Reader's View, budget: Funding cuts will have disastrous effects on research

Published: February 28, 2013 

With the impact of up to 10 percent budget cuts looming for the so-called sequestration, many people are wondering what impact this will have on their lives and the lives of Americans in general.

These budget cuts were designed to be so severe and hurtful, that they would force Congress to avoid such cuts and work together. However, here we are just a day away from automatic cuts across the board from taking effect.

I am a professor at BSU and have a research program involving Alzheimer's disease. Like the majority of other scientists across the USA, most of us rely heavily on either National Institutes of Health or National Science Foundation grants to fund our research. More than 80 percent of these dollars are competitively awarded to universities, academic medical centers and small businesses throughout the nation to ensure our leadership in a global marketplace.

For example, I have a multiyear NIH grant pending that if granted will be used to pay for under- and graduate students stipends, equipment and supplies in order to fulfill the aims of my proposal. My fear is that despite a fundable score in normal times, my grant will not be funded and I will have to shutter my lab doors.

No longer would I be able to provide this invaluable research experience to my students and to make positive contributions to a disease I care deeply about. My lab would be just one of more than 2,000 grants that would not be funded by NIH in this year alone if an across-the-board cut to 7 percent to 9 percent would occur.

At the moment, most NIH agencies are only funding grants that score in the top 92 percentile. This is unheard of, and many scientists across the nation fear this may have catastrophic effects to basic research in our country.

This is just one example of how these blunt cuts will impact not just our military, our schools, our economy, but our leadership standing in the world in terms of research and discovery. Many scientists are worried not only about their future funding needs, but the fact that their budgets may be slashed upward of 50 percent if sequestration occurs. As one scientist put it "these are terrible times for science in the USA." Or, as another scientist recently posted on a blog, "it's the worse time to be a university scientist in the past half century. I no longer can, in good conscious, recommend this career path to any of my grad students or postdoctoral fellows."

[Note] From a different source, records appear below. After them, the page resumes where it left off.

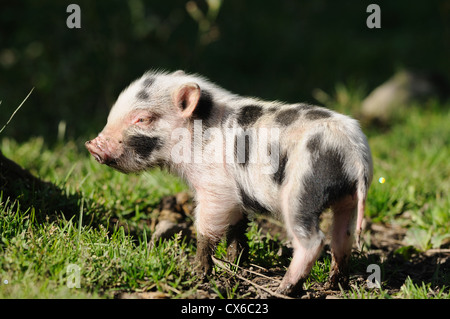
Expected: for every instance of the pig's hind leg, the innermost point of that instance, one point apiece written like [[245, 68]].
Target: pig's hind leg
[[344, 215], [302, 225]]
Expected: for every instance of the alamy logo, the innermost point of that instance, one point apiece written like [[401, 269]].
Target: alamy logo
[[259, 146], [74, 277], [374, 19], [374, 280], [74, 19]]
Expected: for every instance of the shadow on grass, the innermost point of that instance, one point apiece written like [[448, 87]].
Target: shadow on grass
[[49, 201]]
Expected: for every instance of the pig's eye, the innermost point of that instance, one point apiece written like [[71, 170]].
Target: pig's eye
[[142, 120]]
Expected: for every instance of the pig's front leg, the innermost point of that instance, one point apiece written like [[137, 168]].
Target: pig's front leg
[[205, 249], [237, 241], [212, 219]]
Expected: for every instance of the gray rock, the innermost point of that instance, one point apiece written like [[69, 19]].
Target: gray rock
[[398, 92]]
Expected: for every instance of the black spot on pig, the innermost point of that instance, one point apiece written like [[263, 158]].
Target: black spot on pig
[[144, 145], [316, 114], [326, 183], [142, 95], [251, 204], [280, 174], [249, 115], [204, 107], [287, 117], [148, 82], [314, 142], [303, 106], [242, 148]]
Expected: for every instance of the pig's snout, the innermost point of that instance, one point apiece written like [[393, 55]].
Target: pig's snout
[[101, 150]]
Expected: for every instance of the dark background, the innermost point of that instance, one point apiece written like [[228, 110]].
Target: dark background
[[272, 49]]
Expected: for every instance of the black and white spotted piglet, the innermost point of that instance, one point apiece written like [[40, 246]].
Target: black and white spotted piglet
[[242, 155]]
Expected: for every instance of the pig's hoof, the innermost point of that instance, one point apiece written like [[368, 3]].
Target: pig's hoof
[[237, 251], [291, 290], [203, 270], [336, 281]]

It is clear that if sequestration occurs morale will likely suffer among researchers and students may be dissuaded from entering the profession at all.

It is not just NIH and NSF that would feel the squeeze of sequestration, but many other U.S. government science funded programs including the U.S. Department of Energy's Office of Science, NASA, the EPA and the U.S. Geological Survey to name just a few.

In short, a budget sequester would have a terrible short- and long-term impact on the nation's investments in scientific research and education, investments that are essential for long-term economic growth and prosperity.

President Obama spoke about sequester in his State of the Union speech and reiterated the importance of investing in research. Yet despite these words, neither his administration nor Congress appear serious about averting this crisis. What is it going to take to get our officials in Washington to work together?

Please, I urge all citizens to contact our representatives in Congress and to let them know the negative impact that these automatic cuts will have.

Dr. Troy Rohn is a professor at Boise State University.